U.S. Senate Majority Leader Chuck Schumer and House Speaker Nancy Pelosi hold a news conference on Capitol Hill
U.S. Senate Majority Leader Chuck Schumer attends a news conference at the U.S. Capitol in Washington, U.S., July 20, 2021. (REUTERS/Elizabeth Frantz/File Photo)

WASHINGTON (Reuters) – President Joe Biden’s fellow Democrats will seek to head off both a government shutdown and a potentially economically crippling U.S. credit default on Tuesday while also trying to agree on a mammoth tax and spending package for his ambitious social policy agenda.

Senate Democrats had hoped to avoid a partial government shutdown and to suspend the federal debt ceiling with a single vote. But they were blocked on Monday by Republicans, who have offered broad opposition to Democratic legislative priorities and said the two matters should be dealt with separately.

The Democrats hold slim majorities in the Senate and House of Representatives.

Senate Majority Leader Chuck Schumer said more votes are likely, but did not specify what course he would take.

Lawmakers have just three days to avert a possible government shutdown by midnight Thursday, the end of the current fiscal year. Failure to do so could results in furloughs for hundreds of thousands of federal workers in the middle of a public health crisis.

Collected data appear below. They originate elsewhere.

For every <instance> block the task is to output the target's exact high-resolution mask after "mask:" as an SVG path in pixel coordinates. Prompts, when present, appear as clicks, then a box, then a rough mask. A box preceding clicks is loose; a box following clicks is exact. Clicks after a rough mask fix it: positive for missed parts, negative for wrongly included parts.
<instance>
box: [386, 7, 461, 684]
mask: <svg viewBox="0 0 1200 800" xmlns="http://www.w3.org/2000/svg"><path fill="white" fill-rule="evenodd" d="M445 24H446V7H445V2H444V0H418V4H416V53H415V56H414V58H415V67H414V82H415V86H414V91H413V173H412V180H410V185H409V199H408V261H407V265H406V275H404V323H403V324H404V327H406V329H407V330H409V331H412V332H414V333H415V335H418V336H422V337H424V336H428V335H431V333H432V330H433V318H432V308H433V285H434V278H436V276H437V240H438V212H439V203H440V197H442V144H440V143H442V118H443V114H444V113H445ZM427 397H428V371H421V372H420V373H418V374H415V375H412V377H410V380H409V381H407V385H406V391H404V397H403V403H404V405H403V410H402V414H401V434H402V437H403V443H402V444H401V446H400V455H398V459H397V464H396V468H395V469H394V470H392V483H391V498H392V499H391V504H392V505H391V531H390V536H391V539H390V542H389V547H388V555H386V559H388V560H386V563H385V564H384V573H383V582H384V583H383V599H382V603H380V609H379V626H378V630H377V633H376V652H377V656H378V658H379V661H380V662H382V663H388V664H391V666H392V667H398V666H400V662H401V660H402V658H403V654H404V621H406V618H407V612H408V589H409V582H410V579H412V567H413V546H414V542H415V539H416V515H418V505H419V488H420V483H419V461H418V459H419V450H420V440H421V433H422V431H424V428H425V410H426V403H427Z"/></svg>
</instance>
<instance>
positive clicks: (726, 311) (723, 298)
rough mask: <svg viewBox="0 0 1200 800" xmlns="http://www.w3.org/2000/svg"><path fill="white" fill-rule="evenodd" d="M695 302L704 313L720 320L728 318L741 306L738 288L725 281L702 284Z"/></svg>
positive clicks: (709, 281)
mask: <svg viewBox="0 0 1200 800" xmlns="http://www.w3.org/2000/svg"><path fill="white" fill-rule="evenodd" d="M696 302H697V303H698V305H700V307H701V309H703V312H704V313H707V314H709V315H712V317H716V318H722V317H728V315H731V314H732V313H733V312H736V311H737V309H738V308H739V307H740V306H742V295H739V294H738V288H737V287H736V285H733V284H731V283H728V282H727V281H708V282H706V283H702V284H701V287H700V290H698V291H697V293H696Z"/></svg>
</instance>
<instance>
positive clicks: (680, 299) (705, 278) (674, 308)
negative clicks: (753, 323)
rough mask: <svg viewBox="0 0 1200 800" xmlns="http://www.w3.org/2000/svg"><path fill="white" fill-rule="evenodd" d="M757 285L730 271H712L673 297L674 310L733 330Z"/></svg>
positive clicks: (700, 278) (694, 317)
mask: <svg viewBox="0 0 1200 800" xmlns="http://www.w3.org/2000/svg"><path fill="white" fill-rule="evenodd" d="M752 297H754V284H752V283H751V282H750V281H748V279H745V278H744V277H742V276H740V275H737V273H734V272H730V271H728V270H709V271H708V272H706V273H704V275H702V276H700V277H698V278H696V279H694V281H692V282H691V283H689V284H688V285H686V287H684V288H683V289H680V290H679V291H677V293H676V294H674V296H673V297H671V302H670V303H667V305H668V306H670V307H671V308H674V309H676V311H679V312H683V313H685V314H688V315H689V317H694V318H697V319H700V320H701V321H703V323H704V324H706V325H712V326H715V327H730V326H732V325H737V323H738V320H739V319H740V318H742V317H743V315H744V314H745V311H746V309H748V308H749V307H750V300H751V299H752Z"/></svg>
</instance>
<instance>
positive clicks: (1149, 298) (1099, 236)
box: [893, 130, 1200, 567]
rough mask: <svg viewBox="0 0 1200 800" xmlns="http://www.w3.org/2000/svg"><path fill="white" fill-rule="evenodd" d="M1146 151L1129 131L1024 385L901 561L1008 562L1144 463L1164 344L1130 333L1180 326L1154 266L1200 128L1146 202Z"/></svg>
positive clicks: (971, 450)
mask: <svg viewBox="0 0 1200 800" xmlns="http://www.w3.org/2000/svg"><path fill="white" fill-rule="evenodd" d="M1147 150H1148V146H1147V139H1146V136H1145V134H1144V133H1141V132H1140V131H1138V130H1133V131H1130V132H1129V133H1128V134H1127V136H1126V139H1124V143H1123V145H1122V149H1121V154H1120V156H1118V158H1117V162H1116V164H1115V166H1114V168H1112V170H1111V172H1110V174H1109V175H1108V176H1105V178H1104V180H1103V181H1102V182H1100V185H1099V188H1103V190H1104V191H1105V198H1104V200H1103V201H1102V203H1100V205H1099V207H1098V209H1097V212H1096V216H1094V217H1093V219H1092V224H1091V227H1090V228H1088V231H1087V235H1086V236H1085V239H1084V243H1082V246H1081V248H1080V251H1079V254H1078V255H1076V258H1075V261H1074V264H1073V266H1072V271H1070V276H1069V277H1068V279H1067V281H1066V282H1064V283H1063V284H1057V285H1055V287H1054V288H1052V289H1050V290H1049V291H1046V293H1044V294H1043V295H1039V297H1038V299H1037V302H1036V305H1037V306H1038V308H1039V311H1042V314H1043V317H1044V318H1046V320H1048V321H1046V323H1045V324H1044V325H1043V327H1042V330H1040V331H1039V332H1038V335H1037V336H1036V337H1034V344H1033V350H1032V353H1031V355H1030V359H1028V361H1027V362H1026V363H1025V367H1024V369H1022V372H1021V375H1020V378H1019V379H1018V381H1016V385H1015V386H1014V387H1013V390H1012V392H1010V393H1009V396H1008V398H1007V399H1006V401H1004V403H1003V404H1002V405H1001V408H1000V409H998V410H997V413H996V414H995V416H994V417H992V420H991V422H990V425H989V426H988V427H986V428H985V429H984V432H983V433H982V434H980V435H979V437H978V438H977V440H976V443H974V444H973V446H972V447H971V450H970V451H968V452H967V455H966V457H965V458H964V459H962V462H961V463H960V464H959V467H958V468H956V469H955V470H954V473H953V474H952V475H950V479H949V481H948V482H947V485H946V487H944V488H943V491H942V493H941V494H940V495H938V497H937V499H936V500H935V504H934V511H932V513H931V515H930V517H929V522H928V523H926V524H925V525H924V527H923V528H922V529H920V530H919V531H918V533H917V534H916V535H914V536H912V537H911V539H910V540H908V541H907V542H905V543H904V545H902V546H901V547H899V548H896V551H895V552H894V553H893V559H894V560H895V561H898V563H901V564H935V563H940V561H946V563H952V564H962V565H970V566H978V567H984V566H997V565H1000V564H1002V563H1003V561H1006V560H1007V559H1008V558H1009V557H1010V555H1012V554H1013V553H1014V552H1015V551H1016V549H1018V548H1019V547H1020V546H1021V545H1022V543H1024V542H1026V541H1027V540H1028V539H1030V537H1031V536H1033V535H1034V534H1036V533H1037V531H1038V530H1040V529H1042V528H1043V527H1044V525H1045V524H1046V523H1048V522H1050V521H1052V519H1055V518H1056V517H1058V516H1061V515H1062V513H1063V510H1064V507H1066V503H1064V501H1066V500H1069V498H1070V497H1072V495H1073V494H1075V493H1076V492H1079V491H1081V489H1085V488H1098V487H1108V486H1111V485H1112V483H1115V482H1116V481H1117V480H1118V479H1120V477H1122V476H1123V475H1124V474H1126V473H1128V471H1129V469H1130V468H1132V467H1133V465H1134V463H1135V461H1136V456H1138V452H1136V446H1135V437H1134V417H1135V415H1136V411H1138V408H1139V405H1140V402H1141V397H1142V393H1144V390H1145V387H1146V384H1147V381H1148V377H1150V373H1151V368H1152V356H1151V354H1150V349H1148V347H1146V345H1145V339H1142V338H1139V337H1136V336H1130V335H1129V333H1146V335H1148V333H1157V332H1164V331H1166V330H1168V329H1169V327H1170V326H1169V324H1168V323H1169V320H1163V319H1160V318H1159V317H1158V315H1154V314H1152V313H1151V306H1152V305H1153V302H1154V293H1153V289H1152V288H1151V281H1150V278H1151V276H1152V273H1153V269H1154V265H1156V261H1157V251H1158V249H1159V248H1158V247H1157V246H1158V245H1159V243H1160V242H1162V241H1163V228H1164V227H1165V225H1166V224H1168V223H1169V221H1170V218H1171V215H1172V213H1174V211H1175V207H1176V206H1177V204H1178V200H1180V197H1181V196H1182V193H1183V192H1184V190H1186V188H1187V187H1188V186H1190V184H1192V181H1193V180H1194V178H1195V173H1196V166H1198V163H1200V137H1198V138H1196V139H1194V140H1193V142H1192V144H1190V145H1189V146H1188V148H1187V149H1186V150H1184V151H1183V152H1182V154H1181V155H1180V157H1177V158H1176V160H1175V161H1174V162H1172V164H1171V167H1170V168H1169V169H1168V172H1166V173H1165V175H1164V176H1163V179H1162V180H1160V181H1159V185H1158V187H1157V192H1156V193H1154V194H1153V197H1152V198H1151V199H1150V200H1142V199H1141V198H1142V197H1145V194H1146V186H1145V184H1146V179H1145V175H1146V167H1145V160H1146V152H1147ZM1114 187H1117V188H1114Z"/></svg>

Congressional Democrats also will seek a way to raise the government’s $28.4 trillion borrowing cap before the Treasury Department runs out of techniques to service the nation’s debt, sometime in the second half of October. Republicans have said they will not help.

Fiscal brinkmanship has become a regular feature of U.S. politics over the past decade thanks to ongoing partisan polarization.

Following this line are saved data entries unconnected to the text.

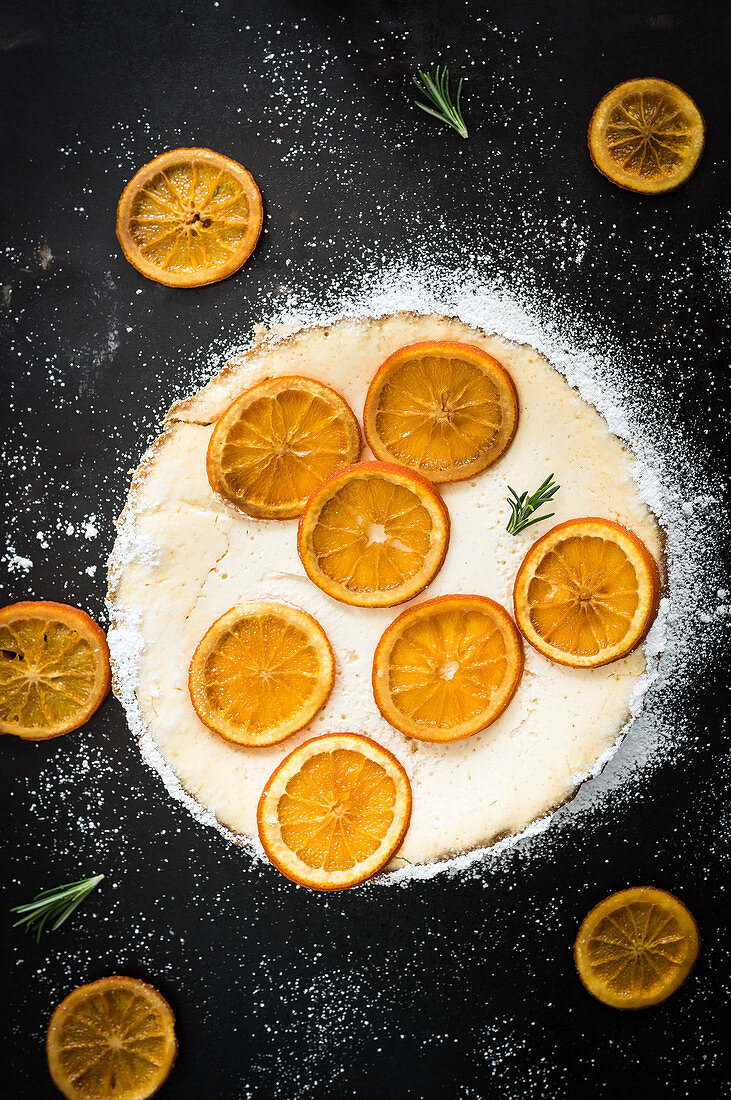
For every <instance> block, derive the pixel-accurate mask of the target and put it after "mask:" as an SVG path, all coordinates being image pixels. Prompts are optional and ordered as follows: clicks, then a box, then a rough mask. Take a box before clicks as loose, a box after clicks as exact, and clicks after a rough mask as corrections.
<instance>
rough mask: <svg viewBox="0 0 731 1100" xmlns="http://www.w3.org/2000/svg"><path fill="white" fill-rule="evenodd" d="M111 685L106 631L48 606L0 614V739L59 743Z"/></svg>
mask: <svg viewBox="0 0 731 1100" xmlns="http://www.w3.org/2000/svg"><path fill="white" fill-rule="evenodd" d="M110 684H111V670H110V667H109V647H108V646H107V638H106V636H104V631H103V630H102V629H101V627H100V626H98V625H97V624H96V623H95V621H93V619H91V618H89V616H88V615H87V614H86V612H82V610H79V608H78V607H70V606H69V605H68V604H56V603H53V602H52V601H24V602H22V603H19V604H10V605H9V606H8V607H3V608H2V609H0V734H14V735H15V736H16V737H22V738H24V739H25V740H47V739H49V738H52V737H60V735H62V734H68V733H69V731H70V730H71V729H77V728H78V727H79V726H82V725H84V723H85V722H88V720H89V718H90V717H91V715H92V714H93V713H95V712H96V711H97V709H98V708H99V707H100V706H101V704H102V703H103V701H104V698H106V697H107V694H108V693H109V687H110Z"/></svg>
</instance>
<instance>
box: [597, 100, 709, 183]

The most recent government shutdown, occurring during the presidency of Biden’s Republican predecessor Donald Trump, lasted 35 days before ending in January 2019.

“This isn’t your typical Washington fracas,” Schumer said on the Senate floor after Monday’s vote. “It has far more severe consequences than the typical political catfight.”

Democrats point out that much of the nation’s new debt was incurred during Trump’s administration.

A government shutdown or a default would be a setback for the Democrats, who have portrayed themselves as the party of responsible government after Trump’s chaotic presidency.

Democrats are also struggling to unite behind two pillars of Biden’s domestic policy agenda – a $1 trillion infrastructure bill and a $3.5 trillion social spending package.

Democrats originally planned to handle both bills in tandem. But at a party caucus meeting on Monday, House Speaker Nancy Pelosi said her chamber would vote on the infrastructure bill on Thursday even though lawmakers are still negotiating the social spending bill including its total cost.

“We just have to make difficult choices,” Pelosi said, according to a source familiar with her comments who spoke on condition of anonymity.

Centrist Democrats have balked at the scale of the social spending package. The White House and top lawmakers may narrow some benefits to bring the price tag down, sources say, but they have yet to settle on a figure.

Lawmakers on the party’s left have threatened to torpedo the infrastructure bill. They have expressed concern that the plan to expand health and education benefits and fight climate change could fall by the wayside if Congress prioritizes spending on highways, broadband and other infrastructure.